We can solve this problem similarly to the previous one by analyzing the discriminant of the quadratic:

Discriminant and no real solutions: Recall that for the quadratic ax^2 + bx + c = 0 to have no real solutions, the discriminant b^2 - 4ac must be negative. In this case, a = 1, b = y, and c = 1.

Therefore, the condition for no real solutions becomes:

y^2 - 4 * 1 * 1 < 0

Simplifying the inequality:

y^2 - 4 < 0

Adding 4 to both sides:

y^2 < 4

Taking the square root of both sides (remembering that we need both positive and negative solutions):

-2 < y < 2

Integer solutions: Now, we need to count the number of integer values of y within this range. Since -2 and 2 are not integers, we consider the closed interval [-1, 1]. However, we need to be careful because the original inequality involved x^2 instead of just x.

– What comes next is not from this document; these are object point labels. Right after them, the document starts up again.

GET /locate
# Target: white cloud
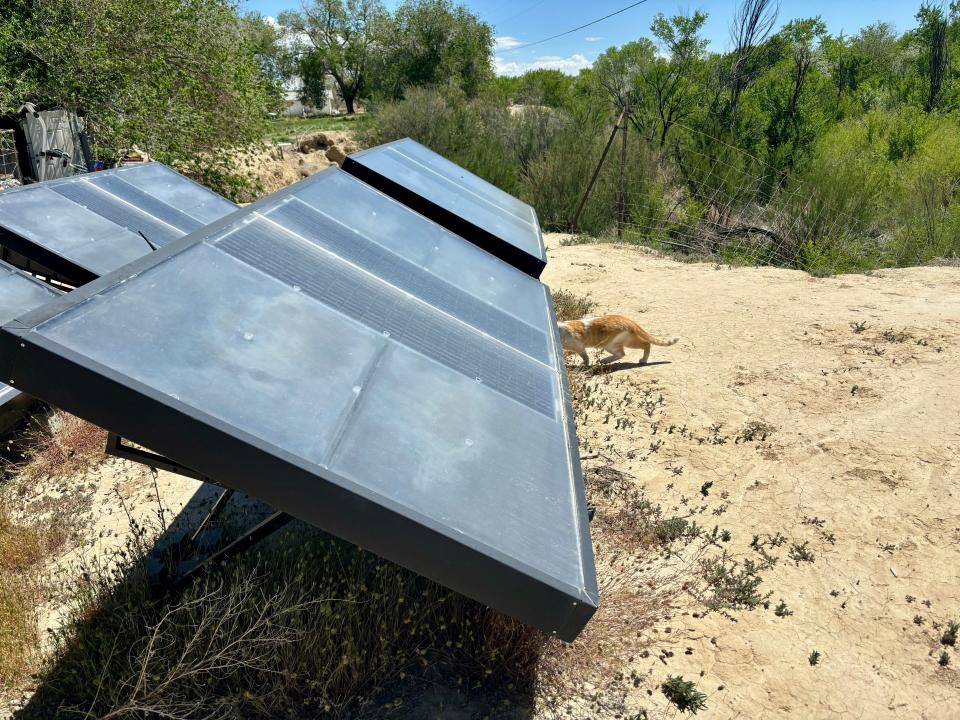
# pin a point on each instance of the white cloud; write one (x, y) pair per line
(570, 65)
(505, 42)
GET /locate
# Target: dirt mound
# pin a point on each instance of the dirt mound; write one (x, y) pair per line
(286, 163)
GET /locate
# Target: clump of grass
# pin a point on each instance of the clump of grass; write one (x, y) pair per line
(800, 552)
(729, 584)
(683, 695)
(570, 306)
(62, 445)
(950, 634)
(19, 636)
(781, 610)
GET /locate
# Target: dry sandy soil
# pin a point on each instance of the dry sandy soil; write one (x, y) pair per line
(283, 164)
(855, 382)
(825, 410)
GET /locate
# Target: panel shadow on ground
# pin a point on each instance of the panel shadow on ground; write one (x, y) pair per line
(347, 361)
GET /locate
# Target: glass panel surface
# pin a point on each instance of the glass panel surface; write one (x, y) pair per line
(46, 218)
(370, 214)
(177, 191)
(18, 293)
(117, 186)
(414, 278)
(450, 449)
(439, 190)
(232, 342)
(465, 179)
(104, 204)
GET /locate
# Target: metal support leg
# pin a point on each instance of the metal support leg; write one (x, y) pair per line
(216, 510)
(255, 535)
(117, 448)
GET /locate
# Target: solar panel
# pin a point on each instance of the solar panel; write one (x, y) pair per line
(19, 293)
(314, 351)
(84, 226)
(456, 199)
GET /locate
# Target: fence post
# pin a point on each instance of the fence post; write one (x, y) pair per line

Special cases: The original inequality x^2 + yx + 1 < 0 becomes equal to zero for x = -1 and x = 1 when y = -1 and y = 1, respectively. These values of y cannot satisfy the condition of no real solutions because they introduce real roots through x = -1 and x = 1.

Therefore, we exclude -1 and 1 from the possible values of y.

Final count: After excluding -1 and 1, we are left with the closed interval [-1, 0) and (0, 1]. Both intervals contain 1 integer each: 0 for the first and 1 for the second.

Therefore, there are 1 + 1 = 2 possible values of y for which the inequality has no real solutions (excluding y = -1 and y = 1).

Note: This case is different from the previous one because the original inequality involves x^2, which can produce double roots at x = 0. This necessitates excluding y = -1 and y = 1, which would otherwise satisfy the condition but introduce double roots that violate the requirement of no real solutions.

A rhombus with one angle of 90∘ is a square, so in this case, the area is 122=144​.